Because current circumstances continue to impede attendance at Mass and reception of Holy Communion, I invite you now to ask God that by spiritual communion you might receive the graces of sacramental communion. Offer this Mass and your hunger for the Eucharist for the safety of your loved ones, yourselves and of all the world.

INTRODUCTION TO MASS FOR PENTECOST, Year A

Livestreamed from St. Mary’s Cathedral Basilica, Sydney

Welcome to the Solemn Mass of Pentecost, livestreamed from St Mary’s Basilica in Sydney. As the COVID-19 pandemic recedes and public health restrictions are relaxed, we remain grateful and determined for this gradual improvement to continue. I exhort you to download the CovidSafe app, observe public health advice and Church directives for safe worship. We can also avail ourselves of online spiritual resources, counselling and practical assistance. Above all, we should pray that God keep us safe and that we will carry each other through.
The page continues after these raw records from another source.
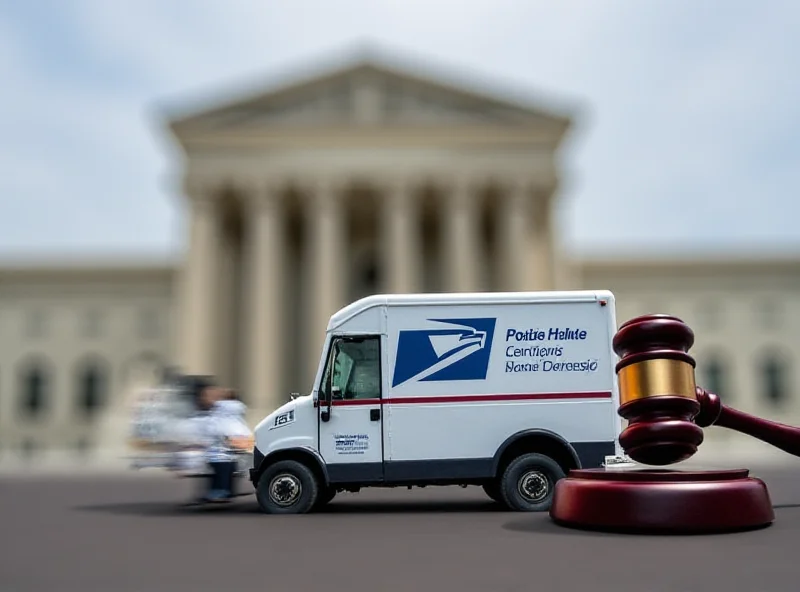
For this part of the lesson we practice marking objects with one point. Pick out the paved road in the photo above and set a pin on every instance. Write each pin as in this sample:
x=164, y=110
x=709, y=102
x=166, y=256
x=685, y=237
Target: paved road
x=129, y=534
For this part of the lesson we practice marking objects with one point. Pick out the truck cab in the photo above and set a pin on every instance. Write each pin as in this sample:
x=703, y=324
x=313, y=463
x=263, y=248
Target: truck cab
x=506, y=391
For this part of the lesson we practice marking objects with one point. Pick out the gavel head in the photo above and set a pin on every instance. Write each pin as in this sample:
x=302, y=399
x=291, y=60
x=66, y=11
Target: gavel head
x=658, y=395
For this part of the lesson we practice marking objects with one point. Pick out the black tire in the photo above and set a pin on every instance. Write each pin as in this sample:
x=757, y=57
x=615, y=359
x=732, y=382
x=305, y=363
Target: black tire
x=528, y=483
x=492, y=489
x=287, y=487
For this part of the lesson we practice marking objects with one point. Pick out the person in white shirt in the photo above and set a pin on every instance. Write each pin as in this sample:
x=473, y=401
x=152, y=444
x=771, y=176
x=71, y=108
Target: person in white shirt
x=227, y=433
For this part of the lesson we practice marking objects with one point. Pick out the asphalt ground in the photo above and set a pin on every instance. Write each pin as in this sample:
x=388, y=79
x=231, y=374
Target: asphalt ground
x=131, y=534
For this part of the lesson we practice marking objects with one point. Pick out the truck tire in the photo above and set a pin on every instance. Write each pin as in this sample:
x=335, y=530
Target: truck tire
x=287, y=487
x=528, y=483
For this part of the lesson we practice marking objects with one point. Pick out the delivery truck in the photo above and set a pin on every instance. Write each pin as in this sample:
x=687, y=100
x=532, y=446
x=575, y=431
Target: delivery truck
x=504, y=391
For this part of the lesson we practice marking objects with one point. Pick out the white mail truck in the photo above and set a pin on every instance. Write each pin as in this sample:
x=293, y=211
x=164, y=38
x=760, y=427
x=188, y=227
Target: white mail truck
x=507, y=391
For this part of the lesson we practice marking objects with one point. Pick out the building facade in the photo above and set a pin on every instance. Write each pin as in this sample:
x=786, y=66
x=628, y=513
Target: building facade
x=301, y=199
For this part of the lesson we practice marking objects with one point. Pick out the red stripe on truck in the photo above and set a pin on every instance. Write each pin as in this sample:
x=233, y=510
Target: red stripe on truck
x=473, y=398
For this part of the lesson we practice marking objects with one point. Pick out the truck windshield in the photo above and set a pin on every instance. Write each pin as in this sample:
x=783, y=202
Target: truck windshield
x=356, y=368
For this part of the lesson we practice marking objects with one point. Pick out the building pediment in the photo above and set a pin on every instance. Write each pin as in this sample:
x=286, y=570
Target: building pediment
x=367, y=94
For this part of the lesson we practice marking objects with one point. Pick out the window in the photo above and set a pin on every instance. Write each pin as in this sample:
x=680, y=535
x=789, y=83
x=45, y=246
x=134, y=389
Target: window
x=774, y=379
x=770, y=314
x=36, y=324
x=91, y=387
x=713, y=376
x=356, y=368
x=33, y=390
x=148, y=323
x=91, y=324
x=710, y=315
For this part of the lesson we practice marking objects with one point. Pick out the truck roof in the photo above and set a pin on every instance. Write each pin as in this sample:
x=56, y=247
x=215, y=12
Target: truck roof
x=465, y=298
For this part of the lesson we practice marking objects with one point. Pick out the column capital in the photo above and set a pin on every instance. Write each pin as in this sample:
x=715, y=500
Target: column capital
x=259, y=194
x=200, y=190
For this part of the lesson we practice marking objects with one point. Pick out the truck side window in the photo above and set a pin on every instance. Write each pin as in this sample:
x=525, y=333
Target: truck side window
x=356, y=369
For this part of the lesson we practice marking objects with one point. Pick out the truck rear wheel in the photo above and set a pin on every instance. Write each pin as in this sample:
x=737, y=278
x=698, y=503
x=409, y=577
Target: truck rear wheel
x=528, y=483
x=287, y=487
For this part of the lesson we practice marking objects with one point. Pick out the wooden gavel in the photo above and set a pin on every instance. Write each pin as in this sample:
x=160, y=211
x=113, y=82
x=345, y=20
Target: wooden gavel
x=665, y=409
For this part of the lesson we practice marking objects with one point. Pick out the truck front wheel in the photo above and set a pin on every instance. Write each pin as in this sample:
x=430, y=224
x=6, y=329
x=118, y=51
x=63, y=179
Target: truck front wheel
x=528, y=483
x=287, y=487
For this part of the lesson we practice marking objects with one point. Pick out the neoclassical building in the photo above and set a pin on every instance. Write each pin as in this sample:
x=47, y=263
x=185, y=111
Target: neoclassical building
x=302, y=198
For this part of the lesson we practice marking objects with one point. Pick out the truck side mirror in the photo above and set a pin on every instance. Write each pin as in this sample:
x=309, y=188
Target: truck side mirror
x=327, y=395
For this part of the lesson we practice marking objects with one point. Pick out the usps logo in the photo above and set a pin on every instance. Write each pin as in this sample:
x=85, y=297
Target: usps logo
x=451, y=349
x=283, y=419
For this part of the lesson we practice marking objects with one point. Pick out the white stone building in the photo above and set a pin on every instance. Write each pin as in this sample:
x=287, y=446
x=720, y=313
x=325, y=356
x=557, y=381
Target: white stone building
x=303, y=198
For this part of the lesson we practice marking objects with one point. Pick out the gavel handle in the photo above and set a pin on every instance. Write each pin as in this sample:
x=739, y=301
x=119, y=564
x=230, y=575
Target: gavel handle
x=713, y=412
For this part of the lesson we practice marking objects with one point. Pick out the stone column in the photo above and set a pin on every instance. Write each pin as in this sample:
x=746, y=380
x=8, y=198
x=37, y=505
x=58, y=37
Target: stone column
x=327, y=239
x=200, y=321
x=513, y=229
x=539, y=250
x=402, y=239
x=462, y=255
x=264, y=253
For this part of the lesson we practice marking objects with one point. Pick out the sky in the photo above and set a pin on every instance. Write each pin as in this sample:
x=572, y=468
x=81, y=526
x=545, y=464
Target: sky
x=687, y=135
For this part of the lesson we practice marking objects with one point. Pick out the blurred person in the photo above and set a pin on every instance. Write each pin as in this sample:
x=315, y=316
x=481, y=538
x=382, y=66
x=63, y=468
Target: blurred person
x=228, y=434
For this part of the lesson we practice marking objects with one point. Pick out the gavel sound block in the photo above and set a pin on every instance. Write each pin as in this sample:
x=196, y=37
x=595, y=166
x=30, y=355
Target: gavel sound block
x=666, y=413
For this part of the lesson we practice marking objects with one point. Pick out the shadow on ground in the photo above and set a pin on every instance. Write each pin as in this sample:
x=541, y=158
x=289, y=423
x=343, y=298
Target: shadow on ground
x=251, y=507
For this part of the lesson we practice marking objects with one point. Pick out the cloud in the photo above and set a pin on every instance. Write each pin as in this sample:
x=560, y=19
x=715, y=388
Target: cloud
x=688, y=129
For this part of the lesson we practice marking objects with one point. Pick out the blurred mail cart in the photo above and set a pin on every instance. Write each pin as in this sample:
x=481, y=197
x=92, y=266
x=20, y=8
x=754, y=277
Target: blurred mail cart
x=173, y=426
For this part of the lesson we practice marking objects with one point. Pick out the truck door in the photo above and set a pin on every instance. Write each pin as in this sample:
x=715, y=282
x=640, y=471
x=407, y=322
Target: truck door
x=351, y=440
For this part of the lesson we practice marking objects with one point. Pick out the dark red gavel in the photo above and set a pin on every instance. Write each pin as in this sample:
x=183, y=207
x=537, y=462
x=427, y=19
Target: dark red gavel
x=664, y=407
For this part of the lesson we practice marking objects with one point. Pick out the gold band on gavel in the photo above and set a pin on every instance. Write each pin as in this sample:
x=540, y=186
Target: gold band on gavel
x=653, y=378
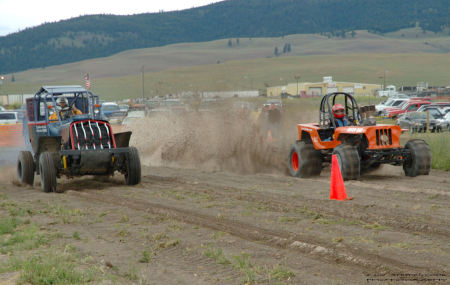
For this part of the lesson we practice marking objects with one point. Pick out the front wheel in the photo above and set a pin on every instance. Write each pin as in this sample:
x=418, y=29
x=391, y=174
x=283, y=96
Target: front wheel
x=47, y=170
x=304, y=160
x=349, y=161
x=419, y=161
x=25, y=168
x=133, y=167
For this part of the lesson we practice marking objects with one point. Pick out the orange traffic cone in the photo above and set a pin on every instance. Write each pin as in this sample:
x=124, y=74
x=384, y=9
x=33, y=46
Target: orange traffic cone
x=337, y=187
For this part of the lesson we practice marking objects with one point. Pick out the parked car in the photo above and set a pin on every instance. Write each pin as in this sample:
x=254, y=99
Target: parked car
x=437, y=112
x=111, y=111
x=7, y=117
x=441, y=106
x=124, y=107
x=391, y=102
x=417, y=122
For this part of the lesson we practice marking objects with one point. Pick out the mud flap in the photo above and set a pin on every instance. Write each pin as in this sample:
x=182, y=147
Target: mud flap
x=122, y=139
x=47, y=143
x=95, y=163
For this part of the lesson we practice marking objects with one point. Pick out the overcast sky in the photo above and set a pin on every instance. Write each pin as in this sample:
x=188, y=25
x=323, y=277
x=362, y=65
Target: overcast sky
x=17, y=15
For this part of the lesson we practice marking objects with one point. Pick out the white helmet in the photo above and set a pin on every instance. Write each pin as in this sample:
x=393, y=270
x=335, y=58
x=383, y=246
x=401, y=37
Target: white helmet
x=61, y=100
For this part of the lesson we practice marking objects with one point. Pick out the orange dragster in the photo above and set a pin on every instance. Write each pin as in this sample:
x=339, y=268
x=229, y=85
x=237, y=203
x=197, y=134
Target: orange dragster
x=359, y=144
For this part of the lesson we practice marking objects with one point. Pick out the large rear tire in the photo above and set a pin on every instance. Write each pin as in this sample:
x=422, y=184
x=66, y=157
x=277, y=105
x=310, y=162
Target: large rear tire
x=25, y=168
x=349, y=161
x=133, y=167
x=304, y=160
x=47, y=170
x=419, y=162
My thanks to all who joined the campaign to reopen our churches on the same terms as other venues. That has been achieved in NSW but not yet nationally, and so you can still sign on to that campaign at:

openourchurches.com.au

Today we celebrate the culmination of Christ’s Easter gift of salvation and the birthday of the Church. By ancient tradition those catechumens not baptized at the Easter Vigil but ready for baptism were baptized on the last of the fifty days of Eastertide, at Pentecost. Due to the COVIDSafe shutdown, all the catechumens around Australia have had an extra-long wait to receive the great graces of Holy Baptism, Confirmation and Holy Communion. It is with great joy, therefore, that I welcome today our first tranche of candidates for Baptism here at St Mary’s Cathedral: Finsen soon ‘Anthony Benedict’ Alexander; Merry now ‘Mary Rose’ Cen; Eve ‘Amandus Teresa’ Smith; and Sida ‘Raphael Joseph’ Zhao. Bonny Chen is also being received into the Church. I acknowledge also our candidates’ godparents here today and all those who influenced or prepared them including Fr Gerald and all the RCIA team here at the cathedral, and their loved ones watching from home.

To everyone else joining us via livestream, it is great to have you with us.